Verity Charlotte Rushworth (born 15 August 1985) is an English actress. She is known for portraying the role of Donna Windsor in the ITV soap opera Emmerdale from 1998 to 2009, with a guest appearance in 2014. She has played many theatre roles throughout the UK, including two leading roles in West End theatre productions. From 2020 to 2021, she appeared in the BBC medical soap opera Doctors as Lily Walker.

Life and career
Rushworth attended St.
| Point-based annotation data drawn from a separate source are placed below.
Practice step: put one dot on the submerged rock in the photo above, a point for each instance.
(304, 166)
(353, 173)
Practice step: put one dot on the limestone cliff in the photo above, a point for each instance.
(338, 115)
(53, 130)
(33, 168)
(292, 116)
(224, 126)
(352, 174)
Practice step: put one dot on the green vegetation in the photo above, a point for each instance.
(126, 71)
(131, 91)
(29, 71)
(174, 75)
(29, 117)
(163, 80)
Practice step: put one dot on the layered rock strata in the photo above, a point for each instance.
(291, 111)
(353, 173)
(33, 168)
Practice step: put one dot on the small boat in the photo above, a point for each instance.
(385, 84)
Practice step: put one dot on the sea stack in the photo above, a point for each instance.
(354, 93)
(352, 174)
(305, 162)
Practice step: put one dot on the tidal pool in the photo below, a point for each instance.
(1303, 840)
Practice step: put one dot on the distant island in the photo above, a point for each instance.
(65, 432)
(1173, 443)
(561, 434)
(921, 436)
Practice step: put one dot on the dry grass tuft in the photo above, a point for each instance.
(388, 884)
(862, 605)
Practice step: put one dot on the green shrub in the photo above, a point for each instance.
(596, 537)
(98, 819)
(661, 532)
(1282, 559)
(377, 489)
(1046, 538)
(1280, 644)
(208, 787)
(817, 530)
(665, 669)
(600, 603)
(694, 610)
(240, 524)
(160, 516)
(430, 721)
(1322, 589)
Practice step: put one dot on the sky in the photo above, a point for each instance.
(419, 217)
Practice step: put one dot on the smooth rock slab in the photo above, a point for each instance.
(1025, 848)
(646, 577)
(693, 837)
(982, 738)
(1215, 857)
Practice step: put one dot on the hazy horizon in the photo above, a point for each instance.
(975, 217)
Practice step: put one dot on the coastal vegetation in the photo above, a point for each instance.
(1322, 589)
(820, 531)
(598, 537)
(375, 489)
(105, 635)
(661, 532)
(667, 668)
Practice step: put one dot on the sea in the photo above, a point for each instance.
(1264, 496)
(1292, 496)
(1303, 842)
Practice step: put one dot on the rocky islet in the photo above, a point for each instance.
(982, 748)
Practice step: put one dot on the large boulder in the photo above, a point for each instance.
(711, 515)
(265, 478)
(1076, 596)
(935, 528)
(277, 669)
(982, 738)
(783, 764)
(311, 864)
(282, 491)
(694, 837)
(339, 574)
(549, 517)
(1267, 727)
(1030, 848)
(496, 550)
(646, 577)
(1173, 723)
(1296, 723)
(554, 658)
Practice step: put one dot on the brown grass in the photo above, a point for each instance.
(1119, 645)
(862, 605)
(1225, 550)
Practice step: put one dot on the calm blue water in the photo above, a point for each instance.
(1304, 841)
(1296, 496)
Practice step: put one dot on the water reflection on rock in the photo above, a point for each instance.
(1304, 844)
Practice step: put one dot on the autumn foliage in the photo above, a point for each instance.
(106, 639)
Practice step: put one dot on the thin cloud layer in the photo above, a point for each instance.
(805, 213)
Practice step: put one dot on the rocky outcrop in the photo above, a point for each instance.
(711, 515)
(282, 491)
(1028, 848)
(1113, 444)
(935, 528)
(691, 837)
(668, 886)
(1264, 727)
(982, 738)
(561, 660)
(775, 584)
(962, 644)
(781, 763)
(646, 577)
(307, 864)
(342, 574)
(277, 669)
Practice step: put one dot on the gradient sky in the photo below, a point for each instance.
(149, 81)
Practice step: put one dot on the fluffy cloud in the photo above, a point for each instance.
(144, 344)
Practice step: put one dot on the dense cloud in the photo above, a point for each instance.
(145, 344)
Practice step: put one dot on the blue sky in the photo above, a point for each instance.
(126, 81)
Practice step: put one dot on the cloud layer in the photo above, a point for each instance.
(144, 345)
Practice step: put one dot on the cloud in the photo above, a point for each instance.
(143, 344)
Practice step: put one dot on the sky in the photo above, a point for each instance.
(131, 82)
Mary's Catholic High School, Menston. In 1997, Rushworth had small roles in ITV television programmes such as Heartbeat, and in 1998, at the age of 12, she took on her most notable role, Donna Windsor in the ITV soap opera Emmerdale. She took the role over from Sophie Jeffery, who played the part from 1993 to 1997. After appearing on Emmerdale for over 10 years, Rushworth filmed her final scenes at the end of 2008 which were later aired in January 2009.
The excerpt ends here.